A enfermidade é fatal e acomete bovinos adultos de idade mais avançada, provocando a degeneração do sistema nervoso. Como consequência, uma vaca que, a princípio, era calma e de fácil manejo, por exemplo, se torna agressiva, daí o apelido do distúrbio.

A encefalopatia espongiforme bovina, nome científico da doença, é gerada por uma proteína infecciosa chamada príon. O príon já é presente no cérebro de vários mamíferos naturalmente, inclusive no ser humano, contudo, ele pode se tornar patogênico ao adotar uma forma anormal e se multiplicar demasiadamente.

Quando isso acontece, o príon mata os neurônios e no lugar ficam buracos brancos no cérebro, por isso o nome da doença de “espongiforme”, já que os buracos têm a forma semelhante a de uma esponja.

Contaminação

Existem duas formas principais para o animal adquirir a doença. O primeiro caso seria de origem atípica. Nele, naturalmente, o príon sofre uma mutação, se tornando infeccioso. Quanto mais velho o animal, maior a probabilidade disto acontecer. A outra maneira seria por contaminação, através do consumo de rações feitas com proteína animal contaminada, como por exemplo, farinha de carne e ossos de outras espécies. No Brasil, é proibido o uso deste tipo de ingrediente na fabricação de ração para bovinos.

Não há indícios de que uma vaca transmita a doença para a outra, mas, caso ela seja diagnosticada com o mal, o produtor deve colocá-la para o abate e incinerar o corpo, a fim de evitar que se torne alimento para alguma espécie. O criador também deve avisar o serviço oficial de defesa sanitária.

Sintomas

A doença da vaca louca tem uma evolução longa, na qual o animal apresenta sintomas neurológicos, como nervosismo; apreensão; medo; ranger dos dentes; hipersensibilidade ao som, toque e luz; ataxia, ou seja, dificuldade para andar.

Estes sintomas podem ser confundidos com outras enfermidades que afetam o Sistema Nervoso Central, como raiva, intoxicações, poliencefalomalácia, herpes vírus bovino, entre outras. Por isso, é importante a sua comprovação por meio de diagnóstico laboratorial.

Tratamento

Não existe um tratamento ou vacina para a vaca louca, por isso, a melhor saída é prevenir que o animal desenvolva a proteína infecciosa, usando apenas as rações autorizadas. Consulte mais detalhes da prevenção nesta cartilha do Ministério da Agricultura, Pecuária e Abastecimento.

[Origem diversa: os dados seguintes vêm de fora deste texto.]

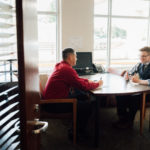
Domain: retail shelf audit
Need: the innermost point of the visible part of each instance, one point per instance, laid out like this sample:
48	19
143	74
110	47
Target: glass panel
47	41
47	5
127	39
101	7
100	40
130	7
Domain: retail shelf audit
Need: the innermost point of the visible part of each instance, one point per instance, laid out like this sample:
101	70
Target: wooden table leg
142	112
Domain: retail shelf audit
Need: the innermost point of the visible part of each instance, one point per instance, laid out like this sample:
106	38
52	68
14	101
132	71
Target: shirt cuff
148	82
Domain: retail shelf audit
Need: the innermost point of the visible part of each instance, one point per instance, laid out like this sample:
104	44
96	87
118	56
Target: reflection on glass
101	7
47	5
100	39
130	8
127	38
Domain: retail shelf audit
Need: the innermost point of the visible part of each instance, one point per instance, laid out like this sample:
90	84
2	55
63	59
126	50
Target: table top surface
116	85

Quando acometido pela doença, o gado pode morrer entre duas semanas e seis meses após o início dos sintomas.

Humanos

Existem duas doenças que têm relação com príon infeccioso. Assim como nos animais, os humanos podem desenvolver esse príon naturalmente – sendo acometidos por uma doença degenerativa chamada doença de Creutzfeldt-Jakob (DCJ), que nada tem a ver com o mal da vaca louca. Ela atinge principalmente idosos.

Também é possível um humano adquirir esse príon infeccioso ao comer carne infectada, desenvolvendo a variante doença de Creutzfeldt-Jakob (vDCJ), também conhecida como “vaca louca”.

O risco de humanos desenvolverem o mal da vaca louca existe no consumo de partes contaminadas do cérebro, da medula cervical, da tonsila ou de tecidos do fundo do olho de bovinos. Contudo, desde o final da década de 1990, o Ministério da Agricultura proibiu a comercialização destas partes para consumo, aponta o veterinário Enrico Ortolani, consultor do Globo Rural.

Ambas as doenças degenerativas são fatais e têm alguns sintomas em comum, como a perda de memória, perda visual, depressão e insônia. É possível que uma pessoa tenha adquirido o problema e ela não manifeste sintomas por anos.